O caso envolvendo o Banco Master e seu antigo controlador, Daniel Vorcaro, ganhou uma dimensão que ultrapassa as suspeitas relacionadas às operações financeiras da instituição. A partir da análise de mensagens extraídas do celular do empresário, documentos da Polícia Federal e depoimentos prestados no curso das investigações, passaram a ocupar o centro das atenções também os contatos mantidos por Vorcaro com ministros do Supremo Tribunal Federal (STF), integrantes da Procuradoria-Geral da República (PGR), dirigentes da Polícia Federal, parlamentares, empresários, advogados e pessoas ligadas ao setor de comunicação.

A divulgação desses elementos não significa, por si só, que todos os personagens mencionados tenham cometido irregularidades. Em diferentes situações, os próprios citados apresentam explicações para os contatos ou negam qualquer relação ilícita. O que os documentos mostram é a extensão das relações estabelecidas por Vorcaro e as diferentes circunstâncias em que autoridades e figuras públicas aparecem nas comunicações analisadas pelos investigadores.

A nova etapa da crise ganhou força depois que o ministro André Mendonça, relator do caso Master no Supremo, retirou o sigilo de parte do material produzido pela Polícia Federal e determinou o encaminhamento das informações à Procuradoria-Geral da República. O relatório reúne mensagens nas quais aparecem referências ao ministro Alexandre de Moraes, ao procurador-geral da República, Paulo Gonet, e ao diretor-geral da Polícia Federal, Andrei Rodrigues, além de outros personagens.

Publicidade
Publicidade

Leia Também:

O depoimento que acrescentou uma nova camada ao caso

Nesse contexto, Vorcaro prestou depoimento no gabinete de André Mendonça. A oitiva ocorreu em 27 de agosto, a pedido da defesa, depois de o empresário relatar supostas intimidações e solicitar que fosse ouvido com urgência. Segundo o gabinete do ministro, um representante do Ministério Público acompanhou o ato, mas não houve participação da equipe da Polícia Federal responsável pela investigação.

Em seu depoimento, Vorcaro negou envolvimento nas fraudes investigadas e afirmou que a operação envolvendo o Banco Master e o BRB seria benéfica ao sistema financeiro. Também relatou episódios que, segundo sua versão, envolveriam pressões e intimidações durante sua custódia e fez acusações contra integrantes da Polícia Federal.

O empresário ainda reconheceu ter cometido erros e admitiu ter solicitado a subordinados a obtenção de informações sigilosas de órgãos responsáveis por investigações. Segundo relatos sobre o depoimento, atribuiu ordens de agressão e ameaças a momentos em que estaria “nervoso”, sustentando que essas ações não chegaram a se concretizar.

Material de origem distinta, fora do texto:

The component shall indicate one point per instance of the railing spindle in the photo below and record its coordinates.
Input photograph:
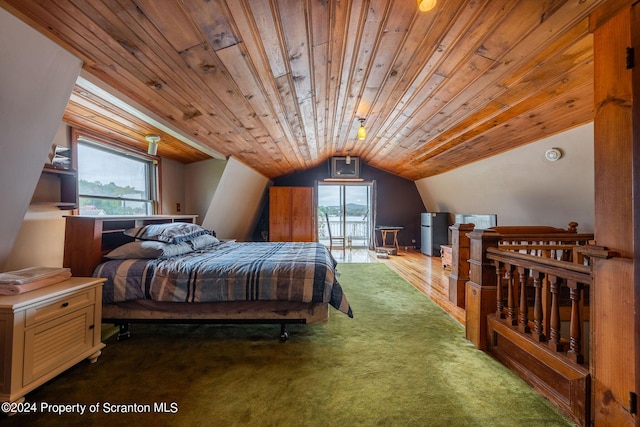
(523, 321)
(575, 330)
(500, 272)
(511, 311)
(538, 328)
(554, 333)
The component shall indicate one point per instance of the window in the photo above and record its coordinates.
(113, 181)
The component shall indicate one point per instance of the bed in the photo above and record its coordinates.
(181, 273)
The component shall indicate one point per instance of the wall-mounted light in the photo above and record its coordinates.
(553, 154)
(153, 144)
(426, 5)
(362, 132)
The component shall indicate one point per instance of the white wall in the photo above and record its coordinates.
(236, 204)
(36, 80)
(172, 188)
(201, 181)
(521, 187)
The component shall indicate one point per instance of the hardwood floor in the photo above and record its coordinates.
(422, 271)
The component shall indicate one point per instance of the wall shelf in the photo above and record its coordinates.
(57, 187)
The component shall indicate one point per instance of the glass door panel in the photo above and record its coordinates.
(348, 210)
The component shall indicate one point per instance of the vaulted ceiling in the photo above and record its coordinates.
(281, 85)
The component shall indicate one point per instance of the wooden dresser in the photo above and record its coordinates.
(46, 331)
(292, 215)
(88, 239)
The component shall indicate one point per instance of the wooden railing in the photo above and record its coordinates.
(530, 292)
(524, 288)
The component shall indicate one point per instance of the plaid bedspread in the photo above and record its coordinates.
(282, 271)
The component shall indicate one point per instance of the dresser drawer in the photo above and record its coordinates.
(59, 307)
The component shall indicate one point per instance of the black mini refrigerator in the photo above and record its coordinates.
(434, 232)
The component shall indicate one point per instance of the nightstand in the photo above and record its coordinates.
(46, 331)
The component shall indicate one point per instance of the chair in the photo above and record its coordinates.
(332, 238)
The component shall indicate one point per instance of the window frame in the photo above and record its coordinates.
(120, 148)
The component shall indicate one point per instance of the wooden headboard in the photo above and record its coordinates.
(89, 238)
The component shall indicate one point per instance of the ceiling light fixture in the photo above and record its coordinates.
(362, 132)
(553, 154)
(426, 5)
(153, 144)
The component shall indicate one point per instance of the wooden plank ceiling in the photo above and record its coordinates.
(282, 84)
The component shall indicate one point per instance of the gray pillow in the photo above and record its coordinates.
(149, 249)
(173, 232)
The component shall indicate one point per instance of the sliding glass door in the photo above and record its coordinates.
(346, 208)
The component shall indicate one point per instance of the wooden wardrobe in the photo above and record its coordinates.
(292, 215)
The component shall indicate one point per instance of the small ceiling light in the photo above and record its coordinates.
(426, 5)
(553, 154)
(362, 132)
(153, 144)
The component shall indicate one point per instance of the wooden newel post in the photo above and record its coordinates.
(481, 289)
(460, 263)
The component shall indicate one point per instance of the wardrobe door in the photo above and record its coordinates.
(291, 215)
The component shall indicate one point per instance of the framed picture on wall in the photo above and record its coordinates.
(345, 167)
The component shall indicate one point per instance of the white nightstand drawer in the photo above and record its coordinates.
(59, 307)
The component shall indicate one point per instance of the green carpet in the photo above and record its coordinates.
(401, 361)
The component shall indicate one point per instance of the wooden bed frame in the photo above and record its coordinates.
(89, 238)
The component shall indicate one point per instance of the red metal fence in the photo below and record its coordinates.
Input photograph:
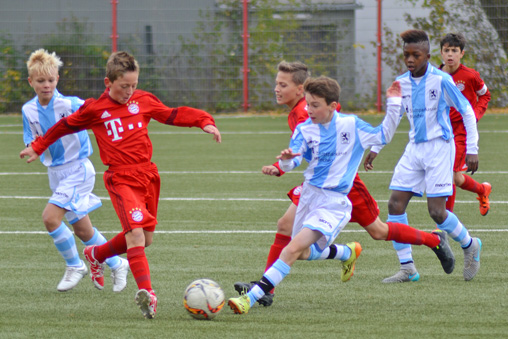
(205, 54)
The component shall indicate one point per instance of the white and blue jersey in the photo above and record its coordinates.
(335, 151)
(427, 101)
(37, 119)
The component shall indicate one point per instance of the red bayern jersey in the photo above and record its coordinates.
(471, 85)
(297, 115)
(121, 129)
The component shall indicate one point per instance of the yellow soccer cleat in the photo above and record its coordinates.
(240, 305)
(348, 266)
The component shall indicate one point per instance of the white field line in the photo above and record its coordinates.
(233, 172)
(236, 231)
(229, 132)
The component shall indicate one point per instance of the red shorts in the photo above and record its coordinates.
(365, 208)
(134, 192)
(459, 131)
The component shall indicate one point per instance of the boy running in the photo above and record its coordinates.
(71, 174)
(471, 85)
(119, 120)
(333, 144)
(427, 162)
(289, 91)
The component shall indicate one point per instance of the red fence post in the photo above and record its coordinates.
(245, 37)
(379, 53)
(114, 34)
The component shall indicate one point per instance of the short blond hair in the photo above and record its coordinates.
(120, 63)
(43, 62)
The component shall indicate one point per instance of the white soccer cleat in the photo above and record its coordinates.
(119, 276)
(147, 302)
(472, 259)
(72, 277)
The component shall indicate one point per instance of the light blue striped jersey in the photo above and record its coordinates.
(335, 151)
(427, 106)
(38, 119)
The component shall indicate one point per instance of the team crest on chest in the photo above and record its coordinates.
(136, 214)
(133, 107)
(344, 137)
(461, 85)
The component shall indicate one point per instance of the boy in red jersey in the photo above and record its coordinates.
(476, 92)
(289, 91)
(119, 120)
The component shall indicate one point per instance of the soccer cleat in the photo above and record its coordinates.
(147, 302)
(243, 288)
(348, 266)
(404, 275)
(119, 276)
(484, 199)
(444, 252)
(472, 259)
(96, 268)
(72, 277)
(240, 305)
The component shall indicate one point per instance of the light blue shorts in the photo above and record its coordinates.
(426, 167)
(324, 211)
(72, 186)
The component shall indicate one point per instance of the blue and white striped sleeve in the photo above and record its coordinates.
(388, 126)
(76, 103)
(27, 131)
(298, 145)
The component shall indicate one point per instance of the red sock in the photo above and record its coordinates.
(115, 246)
(279, 243)
(139, 267)
(472, 185)
(408, 235)
(450, 202)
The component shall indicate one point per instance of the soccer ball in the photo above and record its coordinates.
(203, 299)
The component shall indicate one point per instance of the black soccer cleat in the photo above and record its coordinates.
(243, 288)
(444, 252)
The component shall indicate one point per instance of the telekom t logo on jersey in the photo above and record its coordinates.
(114, 127)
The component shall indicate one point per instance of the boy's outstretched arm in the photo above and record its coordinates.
(30, 153)
(393, 91)
(367, 163)
(213, 130)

As declarações fazem parte da versão apresentada pelo próprio Vorcaro e deverão ser confrontadas com os demais elementos reunidos pelas autoridades.

A Procuradoria-Geral da República, por sua vez, pediu o arquivamento do relato referente às supostas intimidações, segundo informações divulgadas nesta quinta-feira (3).

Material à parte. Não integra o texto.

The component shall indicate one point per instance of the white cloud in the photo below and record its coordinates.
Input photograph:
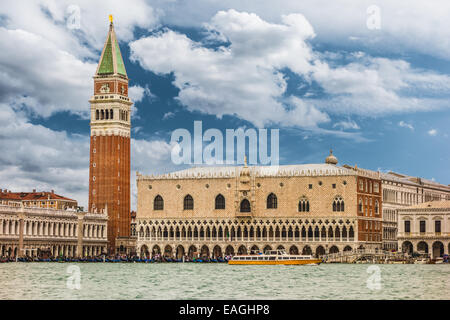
(36, 157)
(168, 115)
(406, 125)
(137, 93)
(48, 67)
(341, 22)
(350, 124)
(244, 78)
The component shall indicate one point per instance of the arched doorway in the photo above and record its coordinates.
(422, 247)
(242, 250)
(307, 251)
(144, 251)
(293, 250)
(320, 251)
(204, 251)
(407, 247)
(438, 249)
(192, 252)
(217, 252)
(229, 250)
(180, 252)
(168, 251)
(334, 249)
(156, 250)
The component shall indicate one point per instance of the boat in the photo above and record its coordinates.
(422, 261)
(274, 257)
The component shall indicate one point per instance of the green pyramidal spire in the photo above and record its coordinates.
(111, 61)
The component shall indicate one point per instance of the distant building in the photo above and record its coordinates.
(216, 211)
(50, 232)
(425, 228)
(42, 199)
(401, 191)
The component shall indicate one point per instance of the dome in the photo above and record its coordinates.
(331, 159)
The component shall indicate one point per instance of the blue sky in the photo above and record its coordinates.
(315, 71)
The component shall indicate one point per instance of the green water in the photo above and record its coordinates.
(222, 281)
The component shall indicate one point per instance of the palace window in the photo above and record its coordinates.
(158, 203)
(407, 226)
(338, 204)
(303, 205)
(437, 226)
(376, 187)
(245, 206)
(188, 203)
(272, 201)
(220, 202)
(422, 226)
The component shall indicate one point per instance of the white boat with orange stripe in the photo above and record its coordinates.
(273, 257)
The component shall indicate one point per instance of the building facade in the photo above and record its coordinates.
(216, 211)
(425, 228)
(43, 199)
(38, 232)
(109, 167)
(402, 191)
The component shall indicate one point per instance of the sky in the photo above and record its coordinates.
(368, 79)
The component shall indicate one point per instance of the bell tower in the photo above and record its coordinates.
(109, 167)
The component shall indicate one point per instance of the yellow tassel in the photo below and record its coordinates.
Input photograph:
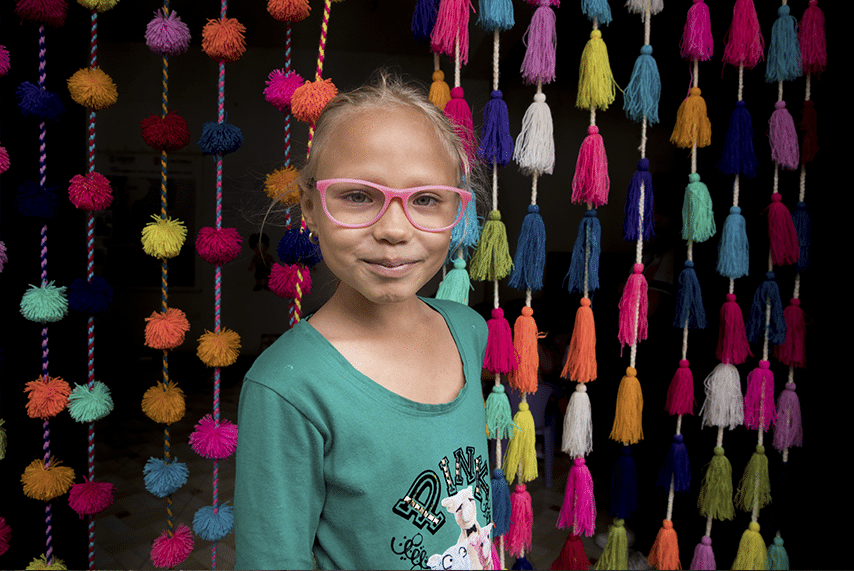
(45, 484)
(627, 419)
(164, 403)
(692, 123)
(596, 85)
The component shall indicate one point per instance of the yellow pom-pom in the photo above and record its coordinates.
(92, 88)
(310, 98)
(280, 185)
(219, 349)
(46, 483)
(164, 403)
(163, 238)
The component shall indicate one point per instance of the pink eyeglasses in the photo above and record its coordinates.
(353, 203)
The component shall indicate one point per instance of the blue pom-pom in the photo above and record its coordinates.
(162, 479)
(212, 526)
(33, 200)
(220, 138)
(33, 101)
(90, 297)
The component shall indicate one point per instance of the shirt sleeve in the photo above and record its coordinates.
(279, 485)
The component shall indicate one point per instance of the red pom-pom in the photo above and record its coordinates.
(91, 191)
(218, 246)
(169, 133)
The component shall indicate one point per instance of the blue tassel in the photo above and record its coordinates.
(676, 467)
(220, 138)
(495, 14)
(588, 229)
(624, 485)
(738, 155)
(631, 227)
(767, 292)
(644, 89)
(689, 300)
(424, 19)
(733, 254)
(496, 143)
(784, 52)
(801, 220)
(90, 297)
(500, 503)
(530, 256)
(33, 200)
(33, 101)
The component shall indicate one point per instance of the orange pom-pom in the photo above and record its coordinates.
(46, 483)
(309, 99)
(223, 39)
(48, 397)
(164, 403)
(166, 330)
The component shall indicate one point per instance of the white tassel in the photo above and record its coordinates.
(578, 424)
(534, 151)
(724, 404)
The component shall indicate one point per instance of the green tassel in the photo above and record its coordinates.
(757, 468)
(715, 499)
(491, 261)
(616, 552)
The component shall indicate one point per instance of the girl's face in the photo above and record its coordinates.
(391, 260)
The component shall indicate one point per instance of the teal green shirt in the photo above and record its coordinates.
(335, 471)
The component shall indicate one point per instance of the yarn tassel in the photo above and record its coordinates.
(715, 499)
(530, 259)
(633, 309)
(751, 550)
(784, 51)
(590, 182)
(759, 398)
(680, 393)
(664, 553)
(581, 355)
(697, 42)
(585, 252)
(578, 511)
(640, 99)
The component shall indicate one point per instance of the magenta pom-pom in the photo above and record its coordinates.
(171, 551)
(91, 191)
(214, 440)
(280, 88)
(218, 246)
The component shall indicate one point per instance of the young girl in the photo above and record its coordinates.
(362, 430)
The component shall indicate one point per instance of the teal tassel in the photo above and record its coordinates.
(644, 89)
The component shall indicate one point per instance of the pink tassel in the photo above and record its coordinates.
(791, 352)
(579, 507)
(785, 250)
(733, 347)
(633, 309)
(501, 355)
(590, 183)
(680, 393)
(697, 36)
(812, 39)
(744, 42)
(759, 398)
(788, 431)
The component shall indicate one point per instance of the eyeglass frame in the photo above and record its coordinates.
(388, 194)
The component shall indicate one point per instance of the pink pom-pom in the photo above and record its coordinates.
(90, 497)
(168, 551)
(214, 440)
(290, 281)
(280, 88)
(91, 191)
(218, 246)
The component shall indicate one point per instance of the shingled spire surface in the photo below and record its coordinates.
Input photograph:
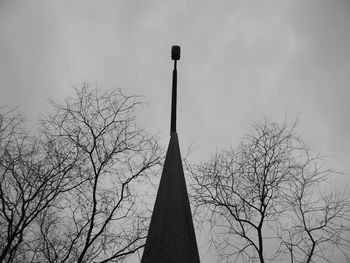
(171, 237)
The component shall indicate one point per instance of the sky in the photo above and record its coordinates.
(241, 61)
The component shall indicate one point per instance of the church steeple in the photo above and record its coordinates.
(171, 237)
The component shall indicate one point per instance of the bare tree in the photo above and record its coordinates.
(31, 177)
(259, 194)
(102, 219)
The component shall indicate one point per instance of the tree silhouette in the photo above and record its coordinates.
(99, 160)
(268, 191)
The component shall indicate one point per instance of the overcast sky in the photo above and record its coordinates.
(241, 61)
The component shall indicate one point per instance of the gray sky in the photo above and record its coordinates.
(241, 61)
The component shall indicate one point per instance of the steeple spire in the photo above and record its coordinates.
(171, 237)
(175, 55)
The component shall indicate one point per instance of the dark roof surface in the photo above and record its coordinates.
(171, 236)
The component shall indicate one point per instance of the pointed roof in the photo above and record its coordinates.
(171, 237)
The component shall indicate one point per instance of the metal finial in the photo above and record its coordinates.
(175, 55)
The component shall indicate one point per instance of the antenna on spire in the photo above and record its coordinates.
(175, 55)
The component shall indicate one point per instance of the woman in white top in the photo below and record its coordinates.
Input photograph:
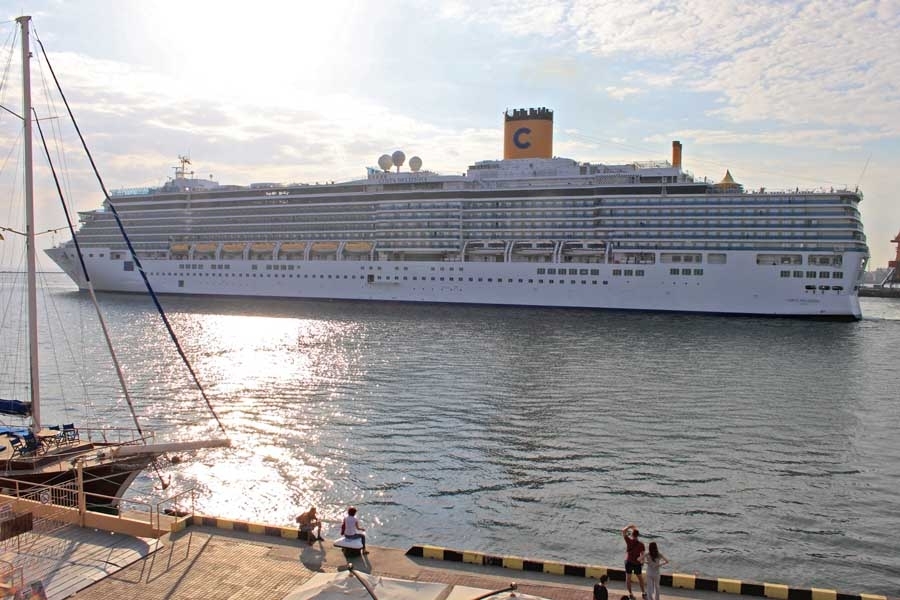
(654, 559)
(351, 528)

Moraes aparece nas mensagens e o caso chega ao núcleo do Supremo

Entre os nomes que passaram a ocupar posição central na documentação está o do ministro Alexandre de Moraes.

Segundo relatório da Polícia Federal, mensagens extraídas do aparelho de Vorcaro indicam contatos frequentes entre o empresário e um número atribuído ao ministro. Os investigadores identificaram referências a encontros e a assuntos relacionados às dificuldades enfrentadas pelo Banco Master.

Em uma das mensagens, enviada em novembro de 2025, Vorcaro perguntou se deveria deixar o país. Dois dias depois, em 17 de novembro, ele foi preso pela Polícia Federal quando tentava deixar o Brasil. No dia seguinte, o Banco Central decretou a liquidação do Banco Master.

O relatório também registra ao menos seis encontros entre Vorcaro e Moraes, segundo a documentação divulgada. Entre os elementos analisados estão conversas sobre a situação do banco e pedidos feitos pelo empresário envolvendo autoridades responsáveis por investigações que poderiam afetar seus interesses.

Outro ponto que passou a ser examinado é a relação profissional entre o Banco Master e o escritório Barci de Moraes, da advogada Viviane Barci de Moraes, esposa do ministro. De acordo com documentos divulgados, o contrato chegou à casa de R$ 131 milhões, e o relatório da PF registra que Moraes teria feito alterações no documento antes de sua assinatura.

A existência do contrato, contudo, não constitui, isoladamente, prova de crime. A apuração deverá estabelecer a natureza dos serviços, as circunstâncias da contratação e eventual existência de conflito de interesses ou outra irregularidade.

A controvérsia entre Mendonça e a PGR

A divulgação do material provocou também uma discussão sobre a própria condução da investigação.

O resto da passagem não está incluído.